One of problems of current optimizer is joining the tables where lookup one has 
very different data distribution. Consider:

select * from a,b  where a.c1=const and b.c=a.c2;

In this case optimizer can't use constant based estimation for table "b" but only
to use cardinality value.  If table b will have very uneven value distribution,
for example 1010 rows,  11 distinct values. 1 met in 1000 rows and others each
in one.  


 The MySQL optimizer in such case will do index in lookup tables for all values,
 which is not good.
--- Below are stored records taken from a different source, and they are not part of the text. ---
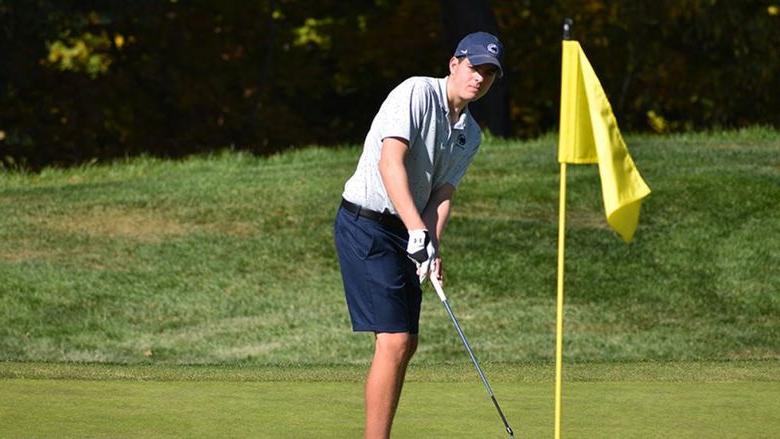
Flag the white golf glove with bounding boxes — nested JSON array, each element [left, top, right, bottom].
[[406, 229, 436, 283]]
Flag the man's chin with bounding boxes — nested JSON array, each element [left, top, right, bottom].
[[462, 91, 481, 102]]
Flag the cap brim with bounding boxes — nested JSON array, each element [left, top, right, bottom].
[[466, 55, 503, 78]]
The same can happen other way around - full table scan can be 
 selected for value which really has just a few rows matching.
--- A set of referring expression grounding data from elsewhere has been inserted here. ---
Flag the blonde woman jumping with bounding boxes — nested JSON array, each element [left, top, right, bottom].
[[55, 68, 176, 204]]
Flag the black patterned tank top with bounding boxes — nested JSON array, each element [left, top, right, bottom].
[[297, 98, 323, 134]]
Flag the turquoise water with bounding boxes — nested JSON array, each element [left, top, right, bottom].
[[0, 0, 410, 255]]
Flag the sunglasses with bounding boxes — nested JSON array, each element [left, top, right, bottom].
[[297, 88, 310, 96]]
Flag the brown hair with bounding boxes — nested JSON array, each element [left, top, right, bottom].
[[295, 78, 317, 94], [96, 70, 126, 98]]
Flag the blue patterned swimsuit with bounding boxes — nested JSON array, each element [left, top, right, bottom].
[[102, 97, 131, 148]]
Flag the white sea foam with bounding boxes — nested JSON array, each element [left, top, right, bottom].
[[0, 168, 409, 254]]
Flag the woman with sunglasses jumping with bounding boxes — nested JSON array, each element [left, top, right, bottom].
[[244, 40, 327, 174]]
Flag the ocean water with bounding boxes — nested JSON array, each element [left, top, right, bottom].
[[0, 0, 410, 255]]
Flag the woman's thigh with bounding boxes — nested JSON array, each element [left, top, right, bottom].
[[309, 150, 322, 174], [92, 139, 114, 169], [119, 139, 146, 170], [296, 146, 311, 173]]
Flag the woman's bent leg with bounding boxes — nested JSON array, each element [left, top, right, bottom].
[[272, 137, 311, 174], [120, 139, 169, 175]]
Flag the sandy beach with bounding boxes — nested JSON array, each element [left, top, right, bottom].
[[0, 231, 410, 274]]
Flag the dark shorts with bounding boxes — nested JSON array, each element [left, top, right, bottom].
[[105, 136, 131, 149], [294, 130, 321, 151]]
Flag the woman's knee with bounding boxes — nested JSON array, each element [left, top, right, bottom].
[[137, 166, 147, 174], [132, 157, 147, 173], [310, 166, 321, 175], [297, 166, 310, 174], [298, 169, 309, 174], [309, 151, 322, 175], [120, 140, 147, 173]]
The fix:  MySQL shall be able to detect what for this case the variance of
distribution is large and so it shall select table scan or range scan for each
outer loop constant.  

There are two solutions how to select it - real data based. Where we do the
range check for each value to decide if we're to use index or full table scan.
Is generally slow. Usable for some cases however (ie small outer table)
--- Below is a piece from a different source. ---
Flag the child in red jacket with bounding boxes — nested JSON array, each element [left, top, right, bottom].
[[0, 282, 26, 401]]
More general approach is to use some sort of extended statistics, which covers
these "exceptional" values. It can be done as simple excpetion list +
cardinality as well as histogram.

The histogram is usually build for some fixed, size a way to have same 
amount of rows for each histogram part.

We shall also store amount of NULL values to be able to handle NULL searches as
well.

The histogram building example:
(There are variations possible)

NULL
NULL
1
1
2
2
2
2
2
3
4
5
5
5

Total 12 values + 2 NULLs
Let us build histogram with 4 parts.  Each part matched to 4 rows:

1 1 2 
-------
2 2 2 
-------
2 3 4 
-------
5 5 5 

Which can be stored as:

NULL=2 TOTAL=14
1-2|2-2|2-3|5-5

For large row number we can assume number hi(n)=low(n+1) and store just

min=1|2|2|3|5

which means:

1-2|2-2|2-3|3-5|


Having such histogram we can check

How many rows matches 2?
2 is met in 3/4 ranges -> 9 rows

how many rows matches 1?

1 is met in 1/4 ranger -> 3 rows

How many rows have value 8? 

It is not in the histogram -> 0 rows 

(note we shall be careful as MySQL in some cases assumes 0 is accurate)

how many rows are in range 1-4

4/4 -> 12 rows


We possible can have histogram size adjustable on index level in long run.


Histograms allows you to cover "exceptions" as well. As having histogram
with 10 values would have dedicated positions for exceptions having 10+% values,
basically having the same info as exception list.